We are, each of us, thrust into a world that feels, so often, daunting. The daily turmoil of mere existence feels so much like swimming in chaotic waters. Our lives, beset by the banalities of our day to day and the regrets of past mistakes and the knowledge of impending entropy, lived as best we can, but the constant assault of turmoil, strife, and uncertainty wreaks its havoc.

It’s hard to live. So hard that we forget that it is also beautiful. We forget that our pains aren’t just dark mirrors of our joys, but also their complements, the contrasting flavor that serves to actualize the experience, to make this act, the simple act of being, one of almost incomprehensible, cosmic beauty.

Nine Days, the feature debut from writer/director Edson Oda, exists in the crossroads where pain and joy, darkness and beauty, fear and light intersect to form the art of what we think of as living. It is a stunning meditation not just on the small joys but the giant pains that swirl in that great abyss of existence.

Rarely have I found a film that so moved me with so little.
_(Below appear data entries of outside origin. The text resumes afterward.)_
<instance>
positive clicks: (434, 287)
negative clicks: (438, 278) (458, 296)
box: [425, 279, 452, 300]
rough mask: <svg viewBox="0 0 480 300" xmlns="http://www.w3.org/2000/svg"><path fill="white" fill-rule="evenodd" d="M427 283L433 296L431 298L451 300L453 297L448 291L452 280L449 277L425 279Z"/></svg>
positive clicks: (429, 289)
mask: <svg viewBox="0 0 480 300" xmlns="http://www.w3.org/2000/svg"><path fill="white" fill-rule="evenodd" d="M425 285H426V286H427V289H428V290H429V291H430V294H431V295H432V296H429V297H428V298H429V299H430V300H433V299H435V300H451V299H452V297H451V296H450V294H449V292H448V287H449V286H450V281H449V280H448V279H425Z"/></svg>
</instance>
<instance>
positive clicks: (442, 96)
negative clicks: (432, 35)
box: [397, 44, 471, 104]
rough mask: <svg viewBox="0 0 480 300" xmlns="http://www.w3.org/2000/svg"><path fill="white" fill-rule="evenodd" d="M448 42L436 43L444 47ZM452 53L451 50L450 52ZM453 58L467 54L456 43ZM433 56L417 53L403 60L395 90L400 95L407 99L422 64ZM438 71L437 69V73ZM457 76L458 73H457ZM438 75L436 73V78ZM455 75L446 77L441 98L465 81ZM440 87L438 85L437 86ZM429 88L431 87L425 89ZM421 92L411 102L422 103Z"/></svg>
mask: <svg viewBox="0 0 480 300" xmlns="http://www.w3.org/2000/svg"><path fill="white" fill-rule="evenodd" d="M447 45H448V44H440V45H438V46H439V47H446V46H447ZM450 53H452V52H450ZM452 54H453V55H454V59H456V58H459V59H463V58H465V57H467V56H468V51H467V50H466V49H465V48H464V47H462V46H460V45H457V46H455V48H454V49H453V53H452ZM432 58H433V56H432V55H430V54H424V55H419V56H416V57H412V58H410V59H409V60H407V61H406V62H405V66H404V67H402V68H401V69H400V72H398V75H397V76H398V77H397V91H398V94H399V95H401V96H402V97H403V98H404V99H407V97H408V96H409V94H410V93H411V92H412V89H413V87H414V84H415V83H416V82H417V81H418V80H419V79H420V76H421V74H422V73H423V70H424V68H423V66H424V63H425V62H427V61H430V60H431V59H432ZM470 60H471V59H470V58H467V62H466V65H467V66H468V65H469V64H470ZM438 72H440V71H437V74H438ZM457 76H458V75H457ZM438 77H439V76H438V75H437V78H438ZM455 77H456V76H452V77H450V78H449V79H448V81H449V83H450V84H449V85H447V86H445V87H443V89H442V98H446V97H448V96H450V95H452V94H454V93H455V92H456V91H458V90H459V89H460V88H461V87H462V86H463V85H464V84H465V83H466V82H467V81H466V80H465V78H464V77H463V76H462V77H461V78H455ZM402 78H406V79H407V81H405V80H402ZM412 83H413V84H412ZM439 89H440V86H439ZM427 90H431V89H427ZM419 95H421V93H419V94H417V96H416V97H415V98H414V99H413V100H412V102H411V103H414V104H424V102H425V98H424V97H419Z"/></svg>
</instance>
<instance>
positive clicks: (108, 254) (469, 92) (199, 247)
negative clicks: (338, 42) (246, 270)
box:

Oda has crafted a glorious poem of a film that forces a head on collision between light and dark to remind us that life, all of it, is glorious. In Nine Days, Oda imagines a place before life, where souls compete for the job of existing. But what does that mean? What, even, is life?

Will (Winston Duke) thinks he knows. Himself formally a living person, he spends his afterlife watching the lives of new souls as they go through earth. When a soul he was particularly attached meets a sudden end, it is upon him to choose between five new souls for their own chance at life. One soul in particular, Emma (Zazie Beetz) challenges everything Will thinks he knows about himself, his place, and what it means to be alive.

There’s so much more to Nine Days that any synopsis can capture, though in broad strokes the above is not inaccurate. Oda’s film is something of a koan, a mystery meant to unravel what we think we know about the experience of being alive. Duke and Beetz present us with two opposing forces, each perhaps too invested in their own views to fully understand all the wonders of living.

Backed by a stellar supporting cast that includes Benedict Wong, Bill Skarsgard, Tony Hale, and Arianna Ortiz, Duke and Beetz dance Oda’s delicate waltz in a delicious back and forth. Though Will’s past is never outright explored, Oda brilliantly alludes to the pains of his life that made him what he is in his afterlife. Beetz’s contrast complements it well, with the two becoming something of a yin and yang, encompassing all that is good and bad about life.

Through them we’re reminded that all of it is still life. Our tears do not negate our smiles. Our tribulations do not diminish our peace. Rather, they each play an important role in formulating the intricacies of our existence. Nine Days is a stunner of a cinematic experience, filled with life affirming emotion and powered by the talented eye of Oda. By the end we’re reminded that, no matter what life is, it’s always worth living, even and perhaps especially when it’s at its darkest.

Nine Days is now playing in theaters.